Direct comparisons between nab-paclitaxel and solvent-based taxanes are scarce, with inconsistent results from mostly retrospective studies. High-level evidence comparing their efficacy in HER2-positive breast cancer remains lacking. Our study represents the first systematic review and meta-analysis to directly compare the long-term and short-term efficacy and safety of nab-paclitaxel versus solvent-based paclitaxel in combination with trastuzumab and pertuzumab for neoadjuvant treatment of HER2-positive breast cancer.

Methods

We performed a comprehensive literature search in PubMed, Embase, the Cochrane Library, CNKI, Wan Fang, and VIP databases to identify relevant studies published up to February 10, 2025. The search focused on studies involving patients with HER2-positive breast cancer who had not undergone prior treatments for their condition. These studies compared neoadjuvant therapies using either nab-paclitaxel-based chemotherapy (Nab-p arm) or solvent-based paclitaxel-based chemotherapy (Sb-p arm), both combined with pertuzumab and trastuzumab. The primary outcomes measured were event-free survival, disease-free survival, overall survival, and total pathological complete response. Secondary outcomes included objective response rate and adverse events.
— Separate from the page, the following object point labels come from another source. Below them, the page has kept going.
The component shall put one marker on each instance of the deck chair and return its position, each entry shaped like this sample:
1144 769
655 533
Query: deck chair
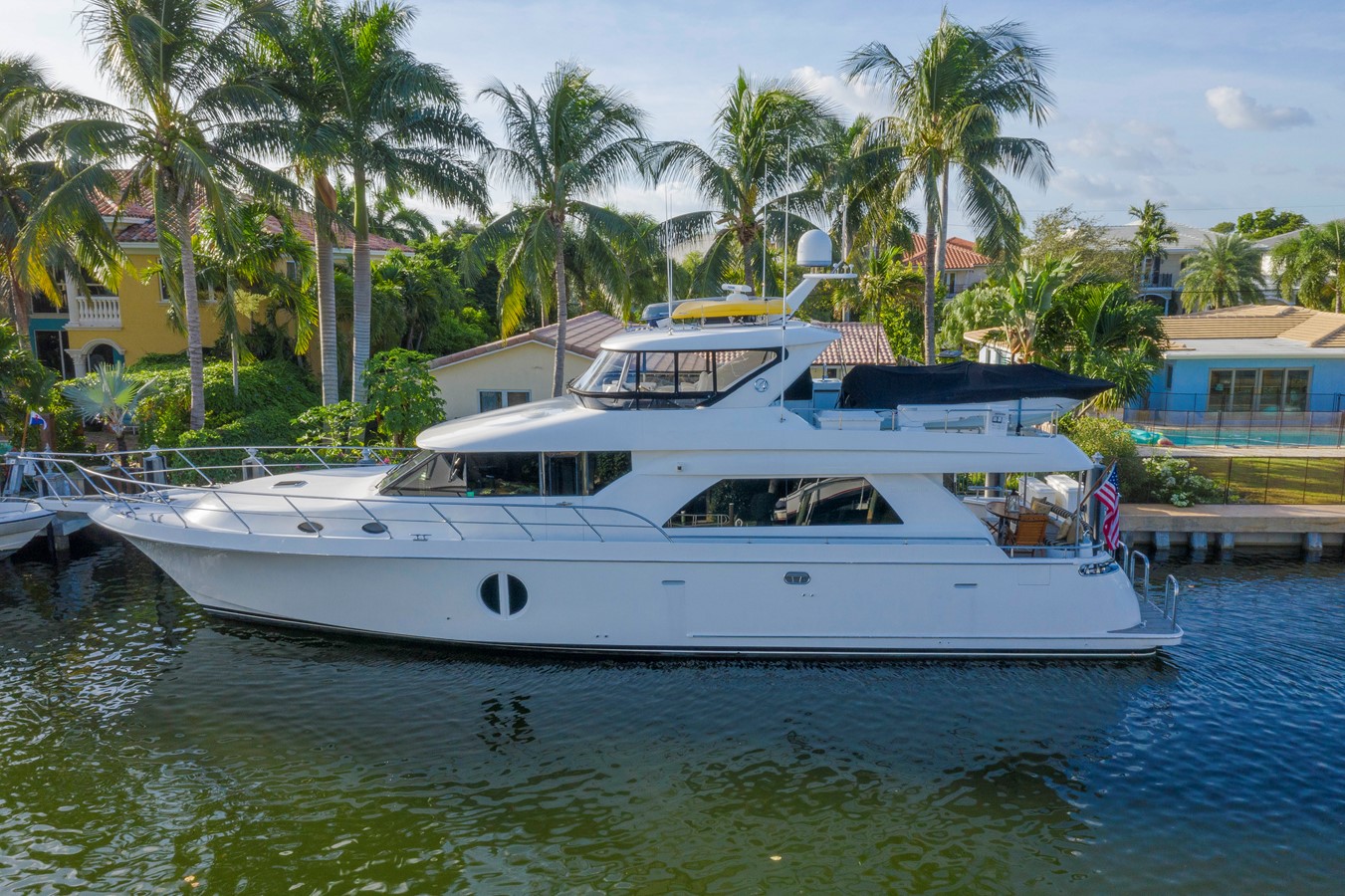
1030 529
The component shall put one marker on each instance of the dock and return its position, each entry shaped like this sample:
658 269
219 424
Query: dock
1310 531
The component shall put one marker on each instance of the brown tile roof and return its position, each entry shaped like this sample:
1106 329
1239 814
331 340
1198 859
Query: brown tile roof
582 336
959 255
859 343
146 232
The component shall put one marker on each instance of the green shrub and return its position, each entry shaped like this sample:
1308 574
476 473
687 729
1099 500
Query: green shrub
1173 481
402 394
1110 437
340 424
271 394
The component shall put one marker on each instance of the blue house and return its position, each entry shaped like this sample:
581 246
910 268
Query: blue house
1251 362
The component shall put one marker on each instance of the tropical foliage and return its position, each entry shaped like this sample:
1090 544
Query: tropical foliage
1149 246
108 395
950 103
1310 268
402 395
770 141
573 141
1226 271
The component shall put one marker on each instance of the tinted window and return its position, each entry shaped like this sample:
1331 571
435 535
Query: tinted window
820 501
506 473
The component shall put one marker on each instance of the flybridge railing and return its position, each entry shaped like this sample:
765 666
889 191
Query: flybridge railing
271 513
33 473
992 421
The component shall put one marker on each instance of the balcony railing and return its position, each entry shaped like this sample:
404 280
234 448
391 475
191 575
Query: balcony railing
96 313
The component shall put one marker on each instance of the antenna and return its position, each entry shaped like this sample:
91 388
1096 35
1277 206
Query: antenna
667 246
785 259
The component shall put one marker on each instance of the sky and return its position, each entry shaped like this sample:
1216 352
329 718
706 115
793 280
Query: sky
1212 108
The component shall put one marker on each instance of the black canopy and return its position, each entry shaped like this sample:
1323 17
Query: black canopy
963 382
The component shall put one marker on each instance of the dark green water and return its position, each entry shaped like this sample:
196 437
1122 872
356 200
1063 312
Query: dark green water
146 749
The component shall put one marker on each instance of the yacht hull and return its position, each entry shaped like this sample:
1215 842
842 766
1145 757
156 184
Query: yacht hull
19 527
667 597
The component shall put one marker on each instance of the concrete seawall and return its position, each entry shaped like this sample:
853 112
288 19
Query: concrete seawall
1309 531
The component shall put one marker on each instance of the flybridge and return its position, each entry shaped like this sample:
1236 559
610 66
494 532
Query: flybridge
739 306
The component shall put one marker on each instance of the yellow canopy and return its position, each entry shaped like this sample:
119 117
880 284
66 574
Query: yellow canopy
702 309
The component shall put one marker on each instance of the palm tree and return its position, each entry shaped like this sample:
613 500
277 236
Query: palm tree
575 140
299 62
1153 233
950 102
401 125
770 141
389 215
1311 267
1108 334
857 195
179 65
49 221
1023 302
1223 272
110 395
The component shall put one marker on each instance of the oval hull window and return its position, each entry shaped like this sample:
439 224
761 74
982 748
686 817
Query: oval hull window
503 594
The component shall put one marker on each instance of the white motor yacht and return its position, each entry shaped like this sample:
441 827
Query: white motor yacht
690 495
20 521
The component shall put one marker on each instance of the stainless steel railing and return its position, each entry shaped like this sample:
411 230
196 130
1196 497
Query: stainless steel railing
279 514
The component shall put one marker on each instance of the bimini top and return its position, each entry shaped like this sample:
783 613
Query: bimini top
963 382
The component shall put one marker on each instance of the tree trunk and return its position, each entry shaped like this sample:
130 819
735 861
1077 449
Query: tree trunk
236 336
363 290
327 362
19 306
930 294
941 251
562 302
195 356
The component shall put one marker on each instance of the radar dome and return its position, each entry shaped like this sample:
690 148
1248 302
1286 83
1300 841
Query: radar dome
815 249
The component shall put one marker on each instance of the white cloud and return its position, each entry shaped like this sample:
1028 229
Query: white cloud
1089 186
1238 112
854 99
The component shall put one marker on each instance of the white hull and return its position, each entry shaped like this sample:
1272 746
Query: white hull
692 599
19 524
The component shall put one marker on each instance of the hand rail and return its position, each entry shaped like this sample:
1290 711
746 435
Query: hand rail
213 500
1130 570
1172 593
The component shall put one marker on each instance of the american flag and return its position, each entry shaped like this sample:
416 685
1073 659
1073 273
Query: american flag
1108 495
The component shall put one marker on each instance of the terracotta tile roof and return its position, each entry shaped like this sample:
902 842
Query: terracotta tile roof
582 336
146 232
961 255
859 343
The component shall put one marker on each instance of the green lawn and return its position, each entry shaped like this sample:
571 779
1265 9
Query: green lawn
1278 481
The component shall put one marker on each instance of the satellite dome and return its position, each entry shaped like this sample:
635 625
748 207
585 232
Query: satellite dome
815 249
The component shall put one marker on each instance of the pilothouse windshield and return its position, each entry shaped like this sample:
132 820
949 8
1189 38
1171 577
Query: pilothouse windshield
669 378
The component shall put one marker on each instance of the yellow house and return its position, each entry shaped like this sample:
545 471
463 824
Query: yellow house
96 325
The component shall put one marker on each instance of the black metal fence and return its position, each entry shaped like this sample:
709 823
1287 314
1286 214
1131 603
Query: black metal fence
1242 429
1275 481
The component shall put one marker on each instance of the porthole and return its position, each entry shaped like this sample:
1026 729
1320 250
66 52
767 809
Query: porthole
503 594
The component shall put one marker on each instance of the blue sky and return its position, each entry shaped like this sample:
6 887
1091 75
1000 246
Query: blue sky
1214 108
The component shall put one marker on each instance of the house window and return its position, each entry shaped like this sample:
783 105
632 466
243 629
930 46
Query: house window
497 398
816 501
1267 390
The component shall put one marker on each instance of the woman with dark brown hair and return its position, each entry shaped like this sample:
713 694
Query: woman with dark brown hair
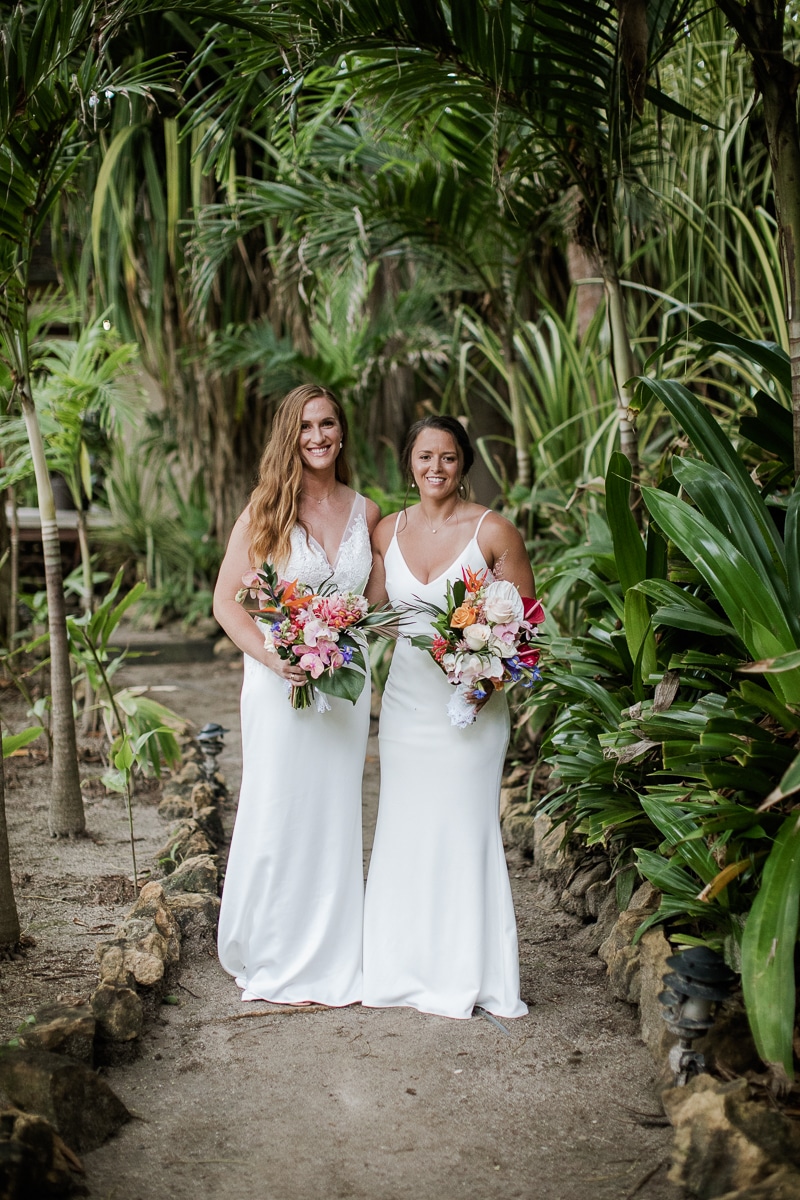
292 905
439 924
The quality of evidence was assessed using the GRADE methodology.

Results

A total of six studies, including 3 RCTs, 1 prospective cohort study and 2 real-world studies, involving 1556 patients were included. The Nab-p arm demonstrated numerically more favorable EFS, DFS compared to the Sb-p arm. There was no significant difference in OS between the Nab-p arm and the Sb-p arm. The Nab-p arm showed significant improvements in pCR (RR: 1.18, 95 % CI: 1.08–1.29, p < 0.001), pCR (with only RCTs) (RR: 1.13, 95 % CI: 1.03–1.24, p = 0.009), and ORR (RR: 1.30, 95 % CI: 1.07–1.57, p = 0.007) compared to the Sb-p arm. The Nab-p arm showed a lower grade III/IV diarrhea rate (RR: 0.59, 95 % CI: 0.42–0.83, p = 0.003), grade III/IV thrombocytopenia rate (RR: 0.46, 95 % CI: 0.24–0.89, p = 0.02), grade I/II allergic reactions rate (RR: 0.60, 95 % CI: 0.46–0.78, p < 0.001) and grade III/IV allergic reactions rate (RR: 0.33, 95 % CI: 0.14–0.82, p = 0.02), compared to the Sb-p arm. The Nab-p arm showed a higher grade I/II neuropathy rate (RR: 1.21, 95 % CI: 1.12–1.30, p < 0.001) and grade III/IV neuropathy rate (RR: 2.61, 95 % CI: 1.23–5.52, p = 0.001), compared to the Sb-p arm.The outcome of pCR had moderate-quality evidence and the outcome of pCR (with only RCTs) had high-quality evidence.

Conclusions

Nab-paclitaxel exhibits short-term efficacy advantages over paclitaxel, but no significant long-term benefits. The two regimens have different safety profile.